# 14 foot steel john boat project.



## dphillipx (Aug 12, 2011)

i have a steel 14 foot john boat. flat bottom 54" wide. it is a very good boat and has performed well with my previous setup. however i used to have a 6hp rude on it and now want to put a 25hp tiller steer, add decking, storage compartments, seat posts and top notch seats. my ? is this.after adding all the extra weight from the mods and larger motor, as well as larger fuel cell, would i have an issue with water running over sides in rear at plane?


----------



## reedjj (Aug 12, 2011)

If it has at least 15'" transom you should be just fine. Thats very wide for a 14 footer Is it a 48" floor with a 54'" wide beam? 

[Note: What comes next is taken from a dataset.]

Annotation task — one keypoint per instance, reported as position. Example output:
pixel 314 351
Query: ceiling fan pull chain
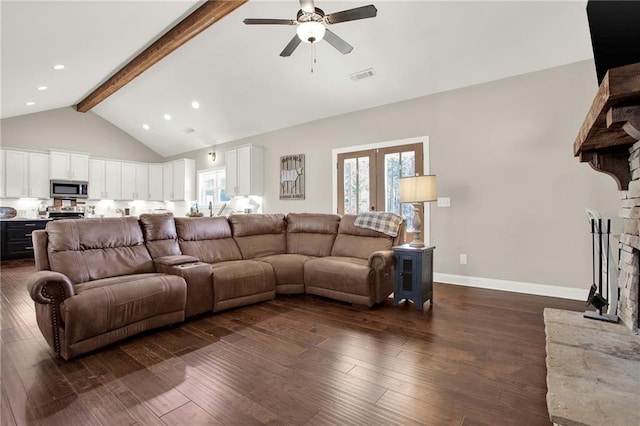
pixel 313 56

They are usually rated for 25hp and have no problem holding that and more in some cases. Alwelds 1448's are rated for 40hp. 

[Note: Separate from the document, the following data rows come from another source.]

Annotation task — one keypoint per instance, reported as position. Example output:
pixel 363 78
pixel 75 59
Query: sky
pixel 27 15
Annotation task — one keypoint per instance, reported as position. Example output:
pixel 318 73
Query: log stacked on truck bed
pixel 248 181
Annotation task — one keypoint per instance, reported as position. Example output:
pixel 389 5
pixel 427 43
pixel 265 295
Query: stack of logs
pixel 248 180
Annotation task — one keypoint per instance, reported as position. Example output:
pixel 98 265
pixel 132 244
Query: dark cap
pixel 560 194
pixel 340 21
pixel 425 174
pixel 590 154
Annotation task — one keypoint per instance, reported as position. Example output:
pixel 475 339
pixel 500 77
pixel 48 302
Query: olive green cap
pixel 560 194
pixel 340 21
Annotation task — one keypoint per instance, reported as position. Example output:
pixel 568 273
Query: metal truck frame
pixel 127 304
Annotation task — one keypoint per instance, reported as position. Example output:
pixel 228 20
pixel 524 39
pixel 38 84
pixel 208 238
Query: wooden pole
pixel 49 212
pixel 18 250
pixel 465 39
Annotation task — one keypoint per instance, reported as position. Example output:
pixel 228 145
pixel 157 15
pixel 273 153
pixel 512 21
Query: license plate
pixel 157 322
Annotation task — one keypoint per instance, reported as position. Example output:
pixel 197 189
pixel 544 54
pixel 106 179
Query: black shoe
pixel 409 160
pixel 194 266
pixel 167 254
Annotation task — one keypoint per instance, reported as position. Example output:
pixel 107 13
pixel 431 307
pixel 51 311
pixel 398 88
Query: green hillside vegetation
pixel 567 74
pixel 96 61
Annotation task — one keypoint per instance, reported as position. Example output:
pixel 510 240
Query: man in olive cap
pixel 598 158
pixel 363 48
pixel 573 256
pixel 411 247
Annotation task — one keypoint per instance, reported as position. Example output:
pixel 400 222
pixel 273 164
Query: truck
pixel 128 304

Even a lot of 1436's are rated for 25hp motors.

You will be fine. I would have the livewell in the middle though and maybe even the battery in the middle or up front too.


----------



## dphillipx (Aug 12, 2011)

thanks man. it is super heavy, but is just what i need on the river.


----------



## Ictalurus (Aug 12, 2011)

dphillipx said:


> a steel 14 foot john boat



Steel :shock: Is that the brand or material?


----------



## dphillipx (Aug 12, 2011)

material, it is homemade, asd all metal


----------



## lckstckn2smknbrls (Aug 12, 2011)

How much foam does it have?


----------



## dphillipx (Aug 12, 2011)

zero foam, although i have thought of adding some. maybe after i build the decking and storage compartments, ill fill the rest of the free space with foam, but does it really make that much of a difference?


----------



## lckstckn2smknbrls (Aug 12, 2011)

dphillipx said:


> zero foam, although i have thought of adding some. maybe after i build the decking and storage compartments, ill fill the rest of the free space with foam, but does it really make that much of a difference?

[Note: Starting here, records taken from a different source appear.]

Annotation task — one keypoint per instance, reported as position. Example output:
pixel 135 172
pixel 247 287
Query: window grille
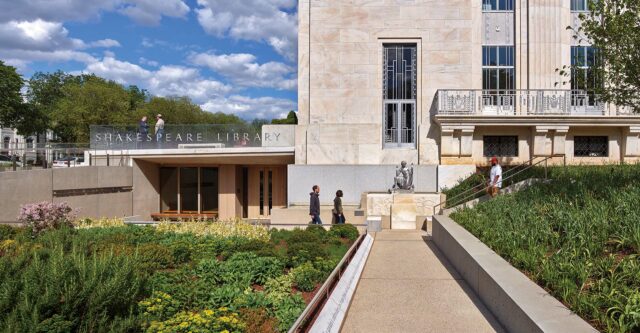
pixel 497 5
pixel 591 146
pixel 501 146
pixel 400 82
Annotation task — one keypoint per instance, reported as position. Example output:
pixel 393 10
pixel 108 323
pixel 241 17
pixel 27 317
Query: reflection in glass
pixel 189 190
pixel 209 189
pixel 169 190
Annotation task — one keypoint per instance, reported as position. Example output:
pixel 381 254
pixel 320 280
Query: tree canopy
pixel 613 28
pixel 11 102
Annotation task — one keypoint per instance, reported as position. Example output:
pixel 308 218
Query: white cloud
pixel 37 35
pixel 251 108
pixel 145 61
pixel 105 43
pixel 211 95
pixel 38 40
pixel 271 21
pixel 148 12
pixel 120 71
pixel 243 70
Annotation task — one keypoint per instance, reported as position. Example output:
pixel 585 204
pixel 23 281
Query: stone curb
pixel 335 309
pixel 518 303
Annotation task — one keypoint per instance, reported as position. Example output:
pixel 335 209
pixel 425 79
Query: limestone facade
pixel 340 86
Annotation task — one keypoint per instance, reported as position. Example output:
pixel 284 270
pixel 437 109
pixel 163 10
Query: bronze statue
pixel 404 178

If it fills with water it will.


----------



## Ranchero50 (Aug 12, 2011)

Indeed, I don't know what I would do for a steel hull. Probably build everything modular so you can redust and paint it yearly...

Jamie


----------



## Flatbotm (Aug 12, 2011)

You could just spray it with pam every day.


----------



## dphillipx (Aug 12, 2011)

in the rust.....ive had no issues, its galvenized


----------



## ckr74 (Aug 13, 2011)

Can you get some pics? I'd like to see it. Never seen a steel boat.


----------



## Flatbotm (Aug 13, 2011)

If it is galvanized it should only rust where it gets nicked or scratched. What is the weight capacity? Any pictures?


----------



## Brine (Aug 13, 2011)

What was the inspiration for using steel? Rocks?


----------



## reedjj (Aug 13, 2011)

Ships are made of steel, they last for a long time. Constant corrosion control is required. Maybe you should buy a needle gun or ask an ole Boatswain for some advice. LOL. Sorry I couldn't resist.

It actually sounds kinda cool to me. Instead of using super think Aluminum like Snyder or some of custom boat builders do to achive super strong hulls, why not just use some steel that probably doesn't weight much more....

I know of many 4130 Chromoly steel bicycle frames that weigh less than Alum. Frames of the same size, so maybe its not all that much heavier? I m sure it's strong as.....well.....Steel.


----------



## SVOMike86 (Aug 15, 2011)

reedjj said:


> I m sure it's strong as.....well.....Steel.


LOL. It is required by law when visiting this forum to post pics whenever people ask for them. The more the merrier...


----------